あごひげを蓄えたロン毛の警察官が資料を見ながら苛立っている。


「バックれたんじゃね?最近就職しても音速で辞める新入社員とか、ネットで話題になってんじゃん」


携帯型ゲームで遊んでいる若い男性が、ソファに横たわりながら言った。


「ねぇコローレ、それ、そのお菓子取って」


「おいプレハ、お前そんなアホみたいに食ってるとマジで太るぞ」


「うるさいですぅー」


頭に花飾りを付けているプレハと呼ばれた細身の女性に

コローレと呼ばれた、先程のソファで横たわっている男性がポテトチップスの袋を投げた。


プレハはポテトチップスの袋を開けながら


「もうほんとに来ないかもね~その新しい人。もう集合時間1時間以上経ったでしょ?」


「…ったく 若い奴はすーぐ嫌なことから逃げやがって」


あごひげはため息をついた



スドォォォォォン!!!



「!?」


外でとんでもない轟音が鳴り響く。

何が起きたのか、外へ確かめに行く3人。

だが土煙でなにも見えない。


「…え、何? ……爆発?」


たじろぐプレハと、土煙に目を凝らす男2人。

やがて土煙は晴れ、なにやら中から人影が出てきた。

桃色の半袖Tシャツに緑色の半ズボン、そして真っ白な長髪の女性がこちらへ歩いてくる。

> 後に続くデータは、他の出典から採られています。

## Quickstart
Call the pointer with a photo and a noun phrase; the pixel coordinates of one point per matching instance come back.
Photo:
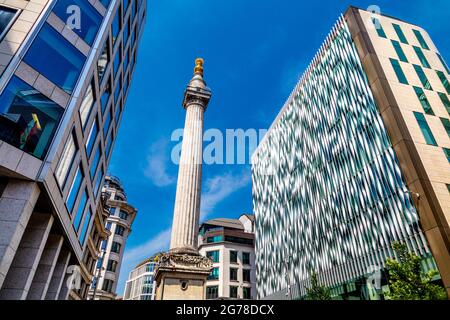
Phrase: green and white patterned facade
(328, 192)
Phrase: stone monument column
(182, 272)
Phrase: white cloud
(135, 255)
(219, 187)
(156, 168)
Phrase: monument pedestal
(182, 276)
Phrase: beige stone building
(358, 157)
(230, 245)
(63, 88)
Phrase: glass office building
(355, 161)
(65, 73)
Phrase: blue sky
(254, 53)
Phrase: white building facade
(230, 244)
(141, 282)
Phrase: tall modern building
(120, 217)
(66, 67)
(141, 283)
(358, 157)
(230, 244)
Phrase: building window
(444, 80)
(111, 266)
(213, 255)
(109, 144)
(56, 58)
(87, 104)
(66, 160)
(447, 153)
(118, 111)
(91, 18)
(28, 119)
(107, 285)
(120, 230)
(115, 247)
(247, 293)
(398, 71)
(212, 292)
(103, 245)
(7, 17)
(123, 215)
(214, 275)
(233, 256)
(118, 85)
(424, 101)
(214, 239)
(91, 138)
(115, 27)
(422, 58)
(443, 63)
(107, 122)
(400, 34)
(76, 184)
(102, 62)
(426, 131)
(105, 3)
(86, 223)
(376, 22)
(79, 214)
(105, 96)
(421, 40)
(95, 161)
(445, 101)
(446, 124)
(116, 62)
(246, 275)
(423, 78)
(233, 292)
(233, 274)
(246, 258)
(98, 182)
(400, 53)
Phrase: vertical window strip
(400, 53)
(446, 124)
(376, 22)
(423, 101)
(400, 34)
(398, 71)
(445, 101)
(426, 131)
(421, 40)
(422, 77)
(444, 80)
(422, 58)
(443, 63)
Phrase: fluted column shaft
(187, 201)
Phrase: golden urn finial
(199, 66)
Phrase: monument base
(182, 276)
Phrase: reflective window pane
(398, 71)
(6, 19)
(28, 119)
(87, 104)
(61, 63)
(66, 161)
(421, 40)
(400, 34)
(70, 202)
(426, 131)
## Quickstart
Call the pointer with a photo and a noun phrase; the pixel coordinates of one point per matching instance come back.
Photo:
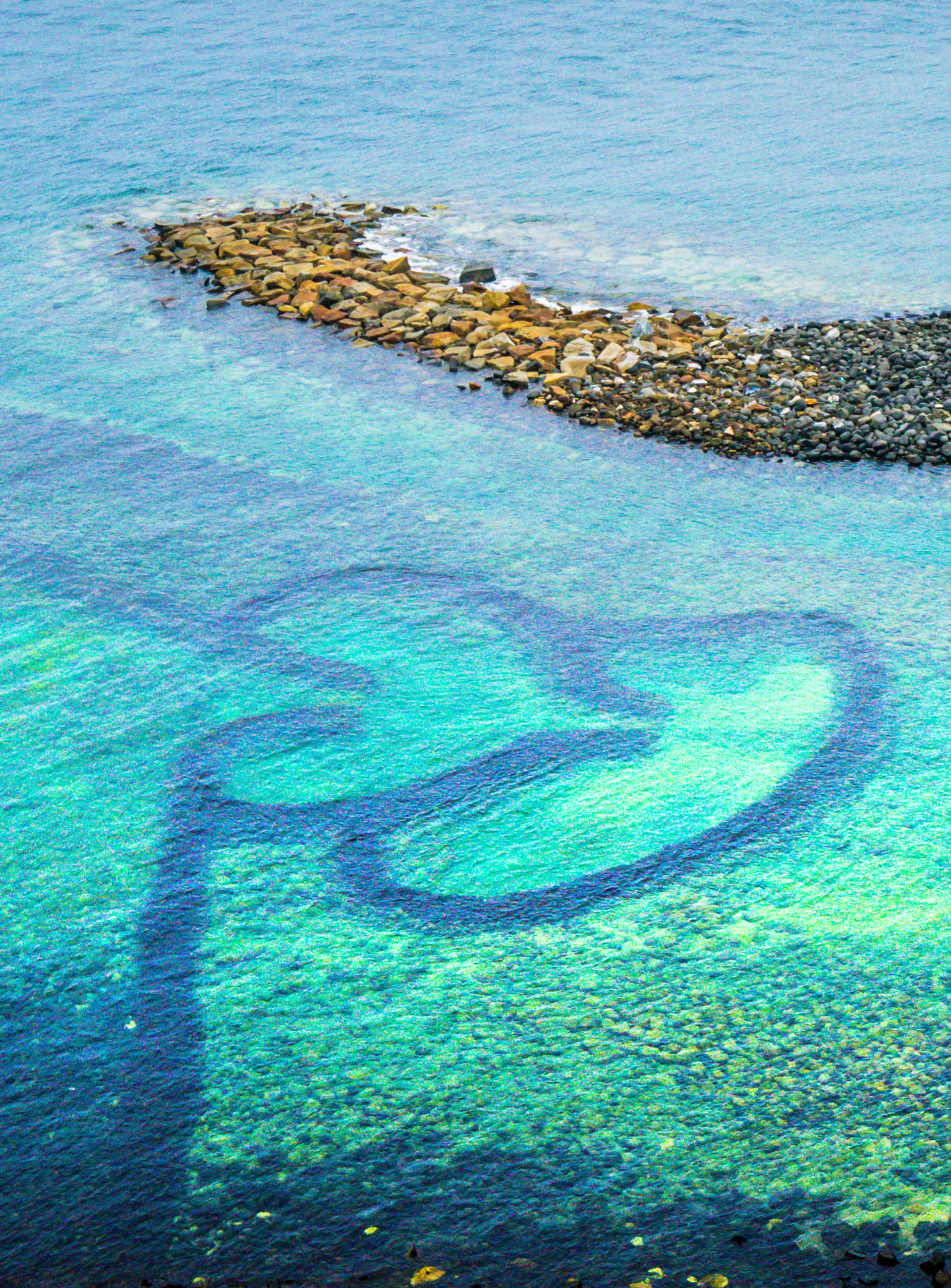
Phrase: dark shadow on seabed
(138, 1173)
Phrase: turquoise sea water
(418, 814)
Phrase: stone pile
(854, 390)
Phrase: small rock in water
(478, 272)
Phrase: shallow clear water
(420, 814)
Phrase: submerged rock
(479, 272)
(877, 390)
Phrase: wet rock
(479, 272)
(848, 392)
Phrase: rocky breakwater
(847, 392)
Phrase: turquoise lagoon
(420, 814)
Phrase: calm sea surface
(424, 822)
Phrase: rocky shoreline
(847, 392)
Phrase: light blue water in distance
(238, 1036)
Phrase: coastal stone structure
(843, 392)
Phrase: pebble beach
(850, 390)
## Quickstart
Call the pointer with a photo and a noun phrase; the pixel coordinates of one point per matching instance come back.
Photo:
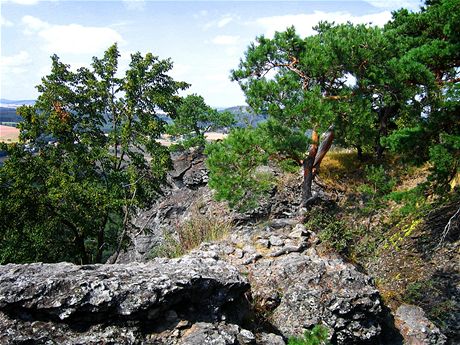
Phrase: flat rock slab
(124, 303)
(416, 328)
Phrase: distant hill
(245, 116)
(8, 103)
(8, 115)
(8, 110)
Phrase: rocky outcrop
(187, 193)
(259, 286)
(293, 288)
(416, 328)
(157, 303)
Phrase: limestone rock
(124, 304)
(416, 328)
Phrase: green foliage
(193, 119)
(233, 169)
(92, 131)
(318, 335)
(411, 200)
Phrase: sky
(204, 39)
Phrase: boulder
(416, 328)
(293, 288)
(156, 302)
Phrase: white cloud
(71, 38)
(135, 5)
(5, 22)
(304, 22)
(218, 77)
(15, 63)
(395, 5)
(22, 2)
(224, 21)
(225, 40)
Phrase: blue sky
(205, 39)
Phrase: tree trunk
(101, 239)
(360, 153)
(80, 244)
(384, 115)
(308, 169)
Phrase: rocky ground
(268, 279)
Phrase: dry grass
(192, 232)
(341, 169)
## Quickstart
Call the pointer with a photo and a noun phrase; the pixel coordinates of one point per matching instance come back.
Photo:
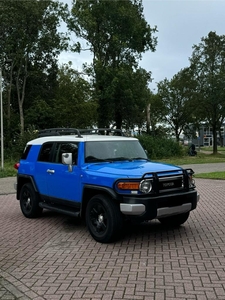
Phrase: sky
(180, 24)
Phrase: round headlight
(145, 186)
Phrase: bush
(158, 147)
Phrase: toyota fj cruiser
(104, 178)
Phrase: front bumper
(160, 206)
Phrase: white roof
(74, 138)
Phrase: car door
(62, 183)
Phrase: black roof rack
(101, 131)
(58, 131)
(72, 131)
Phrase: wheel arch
(91, 191)
(23, 179)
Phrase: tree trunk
(214, 140)
(148, 118)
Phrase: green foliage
(158, 147)
(74, 105)
(208, 67)
(30, 39)
(176, 98)
(20, 141)
(117, 34)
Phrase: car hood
(132, 169)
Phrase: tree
(117, 34)
(177, 98)
(29, 38)
(74, 105)
(208, 66)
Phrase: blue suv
(104, 178)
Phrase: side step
(60, 209)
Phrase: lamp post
(2, 139)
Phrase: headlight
(145, 186)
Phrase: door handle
(50, 171)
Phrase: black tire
(29, 201)
(103, 219)
(174, 221)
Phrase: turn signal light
(128, 185)
(16, 166)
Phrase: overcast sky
(180, 24)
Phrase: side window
(45, 152)
(66, 147)
(26, 151)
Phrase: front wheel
(175, 221)
(103, 219)
(29, 201)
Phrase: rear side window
(45, 152)
(26, 151)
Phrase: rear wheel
(103, 219)
(175, 220)
(29, 202)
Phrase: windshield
(114, 150)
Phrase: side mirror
(67, 160)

「今日からここで勤めさせていただく、ルナと申します。よろしくお願いします。」


唖然とする3人。


「あー あの、これ 着地ミスです。何も爆発はしてないです。安心してください。」


何も安心できないその光景を前に3人は成す術なく、ただ口を開けて瞬きをすることしか出来なかった。